I was able to lessen the pain and inflammation quite a lot by making a combination of changes. I reduced my coffee intake, which improved my blood circulation. After a lot of research to find the right combination of ingredients so my body could properly absorb it, I added a daily supplement of curcumin (from turmeric) to bring down inflammation. I made sure to take my regular daily fish oil. And, of course, I never forgot my water gloves!


Around this time, I came across a book that reinforced all I’d been learning about what we do and don’t need in order to function well and fight inflammation—starting with our brains and extending throughout our whole bodies. By David Perlmutter, MD, Grain Brain gave me a considerable boost in further refining our way of eating, which boosted how good I felt in my daily life to new levels.

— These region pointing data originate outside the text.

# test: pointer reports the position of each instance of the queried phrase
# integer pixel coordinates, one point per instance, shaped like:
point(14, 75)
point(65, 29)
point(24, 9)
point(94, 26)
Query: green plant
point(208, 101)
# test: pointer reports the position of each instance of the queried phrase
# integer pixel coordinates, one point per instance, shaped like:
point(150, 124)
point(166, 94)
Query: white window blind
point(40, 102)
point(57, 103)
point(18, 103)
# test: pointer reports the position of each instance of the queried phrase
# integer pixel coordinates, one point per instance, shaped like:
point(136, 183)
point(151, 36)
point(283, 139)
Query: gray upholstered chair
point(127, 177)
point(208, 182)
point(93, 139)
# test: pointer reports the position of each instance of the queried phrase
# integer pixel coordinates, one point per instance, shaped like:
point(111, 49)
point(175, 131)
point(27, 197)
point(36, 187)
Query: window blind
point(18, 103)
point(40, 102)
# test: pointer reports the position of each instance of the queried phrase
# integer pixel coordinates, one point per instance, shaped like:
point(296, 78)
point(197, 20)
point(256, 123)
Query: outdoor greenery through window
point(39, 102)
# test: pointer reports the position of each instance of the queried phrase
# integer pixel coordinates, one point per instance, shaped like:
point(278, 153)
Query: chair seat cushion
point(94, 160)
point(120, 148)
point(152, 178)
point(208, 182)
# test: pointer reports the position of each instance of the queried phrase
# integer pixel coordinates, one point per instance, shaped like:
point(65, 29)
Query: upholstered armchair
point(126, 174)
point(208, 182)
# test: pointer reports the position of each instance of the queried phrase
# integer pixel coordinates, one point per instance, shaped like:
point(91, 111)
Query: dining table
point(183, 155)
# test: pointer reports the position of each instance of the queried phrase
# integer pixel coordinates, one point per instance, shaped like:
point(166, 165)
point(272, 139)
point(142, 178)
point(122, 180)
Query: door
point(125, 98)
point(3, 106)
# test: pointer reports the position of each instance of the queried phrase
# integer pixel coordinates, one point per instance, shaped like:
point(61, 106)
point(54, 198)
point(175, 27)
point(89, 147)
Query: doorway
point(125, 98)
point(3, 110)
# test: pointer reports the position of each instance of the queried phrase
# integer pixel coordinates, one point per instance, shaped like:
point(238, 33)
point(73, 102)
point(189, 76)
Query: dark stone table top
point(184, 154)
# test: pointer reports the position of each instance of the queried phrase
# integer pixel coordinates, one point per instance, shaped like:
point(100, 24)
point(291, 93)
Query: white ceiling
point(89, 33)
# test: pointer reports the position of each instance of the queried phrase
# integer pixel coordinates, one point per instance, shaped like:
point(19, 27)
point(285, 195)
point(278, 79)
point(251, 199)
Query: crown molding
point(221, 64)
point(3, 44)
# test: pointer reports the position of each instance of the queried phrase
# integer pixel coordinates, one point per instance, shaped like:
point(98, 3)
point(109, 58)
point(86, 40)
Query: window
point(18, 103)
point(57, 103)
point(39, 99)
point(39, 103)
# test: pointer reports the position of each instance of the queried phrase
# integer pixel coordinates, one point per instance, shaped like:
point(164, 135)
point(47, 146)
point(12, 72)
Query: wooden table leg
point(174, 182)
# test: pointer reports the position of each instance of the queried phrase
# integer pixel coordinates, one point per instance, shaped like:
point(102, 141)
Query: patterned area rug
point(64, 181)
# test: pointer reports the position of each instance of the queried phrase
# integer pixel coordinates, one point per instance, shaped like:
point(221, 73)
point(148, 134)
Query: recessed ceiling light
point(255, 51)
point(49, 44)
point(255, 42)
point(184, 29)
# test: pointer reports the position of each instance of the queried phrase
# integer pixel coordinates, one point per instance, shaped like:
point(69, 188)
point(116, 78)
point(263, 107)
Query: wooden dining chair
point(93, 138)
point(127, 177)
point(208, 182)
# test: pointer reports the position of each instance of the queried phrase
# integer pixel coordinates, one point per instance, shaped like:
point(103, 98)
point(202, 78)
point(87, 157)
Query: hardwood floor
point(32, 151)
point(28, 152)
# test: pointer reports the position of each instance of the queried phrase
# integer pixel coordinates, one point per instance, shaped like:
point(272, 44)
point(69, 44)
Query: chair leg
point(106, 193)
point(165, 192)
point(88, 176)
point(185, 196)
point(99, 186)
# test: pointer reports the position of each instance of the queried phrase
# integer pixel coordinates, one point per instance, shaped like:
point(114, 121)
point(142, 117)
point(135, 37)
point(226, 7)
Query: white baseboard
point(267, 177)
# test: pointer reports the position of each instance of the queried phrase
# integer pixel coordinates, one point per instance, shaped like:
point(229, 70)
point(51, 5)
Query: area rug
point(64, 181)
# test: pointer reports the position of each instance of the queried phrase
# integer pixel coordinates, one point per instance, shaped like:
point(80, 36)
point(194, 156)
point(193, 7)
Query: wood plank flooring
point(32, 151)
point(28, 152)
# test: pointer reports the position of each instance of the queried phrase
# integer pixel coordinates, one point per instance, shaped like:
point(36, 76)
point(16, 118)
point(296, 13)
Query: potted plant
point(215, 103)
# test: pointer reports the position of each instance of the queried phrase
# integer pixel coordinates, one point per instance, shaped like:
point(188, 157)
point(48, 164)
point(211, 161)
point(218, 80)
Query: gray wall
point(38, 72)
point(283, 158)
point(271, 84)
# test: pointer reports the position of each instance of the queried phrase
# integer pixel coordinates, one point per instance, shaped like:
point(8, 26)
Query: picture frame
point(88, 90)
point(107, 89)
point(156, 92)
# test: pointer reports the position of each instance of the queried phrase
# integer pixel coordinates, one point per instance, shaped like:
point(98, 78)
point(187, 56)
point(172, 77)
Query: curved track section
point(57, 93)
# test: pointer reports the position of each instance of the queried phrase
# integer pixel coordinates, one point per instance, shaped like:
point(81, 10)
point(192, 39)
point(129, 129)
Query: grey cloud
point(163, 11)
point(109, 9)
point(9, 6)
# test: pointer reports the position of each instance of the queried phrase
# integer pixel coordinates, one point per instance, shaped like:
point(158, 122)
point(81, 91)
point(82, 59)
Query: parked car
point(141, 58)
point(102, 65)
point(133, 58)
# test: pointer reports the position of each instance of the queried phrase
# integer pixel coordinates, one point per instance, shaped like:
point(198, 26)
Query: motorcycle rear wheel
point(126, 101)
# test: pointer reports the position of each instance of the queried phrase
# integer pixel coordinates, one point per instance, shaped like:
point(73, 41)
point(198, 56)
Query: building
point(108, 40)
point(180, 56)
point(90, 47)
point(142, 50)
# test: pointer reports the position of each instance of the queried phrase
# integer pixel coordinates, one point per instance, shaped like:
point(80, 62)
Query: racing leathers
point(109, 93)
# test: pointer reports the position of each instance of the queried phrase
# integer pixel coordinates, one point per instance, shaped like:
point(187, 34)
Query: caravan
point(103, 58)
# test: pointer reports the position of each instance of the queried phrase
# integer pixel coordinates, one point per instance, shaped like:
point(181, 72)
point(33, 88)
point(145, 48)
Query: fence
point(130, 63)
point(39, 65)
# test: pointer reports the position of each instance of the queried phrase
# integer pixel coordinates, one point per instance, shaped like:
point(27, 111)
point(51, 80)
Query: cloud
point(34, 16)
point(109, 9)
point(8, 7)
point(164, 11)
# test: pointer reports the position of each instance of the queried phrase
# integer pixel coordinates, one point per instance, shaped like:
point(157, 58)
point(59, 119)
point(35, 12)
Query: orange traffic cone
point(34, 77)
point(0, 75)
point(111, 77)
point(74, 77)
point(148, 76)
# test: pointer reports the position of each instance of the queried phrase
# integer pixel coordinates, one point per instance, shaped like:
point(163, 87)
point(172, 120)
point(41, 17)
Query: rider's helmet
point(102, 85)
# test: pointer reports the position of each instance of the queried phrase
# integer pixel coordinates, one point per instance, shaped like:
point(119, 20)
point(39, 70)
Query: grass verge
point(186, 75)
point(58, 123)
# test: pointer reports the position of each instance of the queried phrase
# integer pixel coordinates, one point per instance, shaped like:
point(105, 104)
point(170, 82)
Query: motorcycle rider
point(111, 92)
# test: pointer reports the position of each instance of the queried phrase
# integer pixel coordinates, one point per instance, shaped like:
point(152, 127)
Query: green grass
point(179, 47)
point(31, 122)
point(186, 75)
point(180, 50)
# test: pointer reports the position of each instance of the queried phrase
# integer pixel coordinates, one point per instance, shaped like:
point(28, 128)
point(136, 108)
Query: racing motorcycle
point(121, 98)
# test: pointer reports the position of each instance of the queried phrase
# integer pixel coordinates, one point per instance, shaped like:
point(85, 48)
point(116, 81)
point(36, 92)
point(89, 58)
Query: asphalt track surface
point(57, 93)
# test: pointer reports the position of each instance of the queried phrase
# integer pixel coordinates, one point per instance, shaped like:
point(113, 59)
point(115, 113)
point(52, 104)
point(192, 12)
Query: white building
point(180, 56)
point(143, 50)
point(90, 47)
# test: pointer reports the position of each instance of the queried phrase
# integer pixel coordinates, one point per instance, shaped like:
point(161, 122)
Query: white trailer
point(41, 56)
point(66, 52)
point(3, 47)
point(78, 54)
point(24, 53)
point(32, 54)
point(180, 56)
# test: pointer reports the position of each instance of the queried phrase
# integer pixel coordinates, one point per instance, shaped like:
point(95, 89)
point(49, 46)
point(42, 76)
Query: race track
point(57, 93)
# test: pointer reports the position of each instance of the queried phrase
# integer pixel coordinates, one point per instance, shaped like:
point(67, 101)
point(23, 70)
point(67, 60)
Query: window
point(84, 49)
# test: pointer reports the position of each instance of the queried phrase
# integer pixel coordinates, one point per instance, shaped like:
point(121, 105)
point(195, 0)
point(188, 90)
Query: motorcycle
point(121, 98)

Eventually, we moved from San Francisco back to Sydney, Australia, where the water is much warmer. It’s been gentler on my hands, but I still continue to take my fish oil, try not to go crazy with coffee, and take curcumin during the winter months.


Eat and Be Happy

I created LiveliFood so you can follow my research and discoveries about food and its effects on our bodies. I want you to feel empowered to live a healthier, longer life—both for your benefit and for your loved ones. Yes, you will end up quitting some foods and losing some weight along the way—but forget about deprivation; we have FUN in the kitchen! With LiveliFood, I help you focus on all the good stuff you CAN eat and fill your plate with variety, flavor, and plenty of delicious desserts for those of you with a sweet tooth like mine.

Thank you for being here. I hope you enjoy what I have to share. Let’s eat and be happy!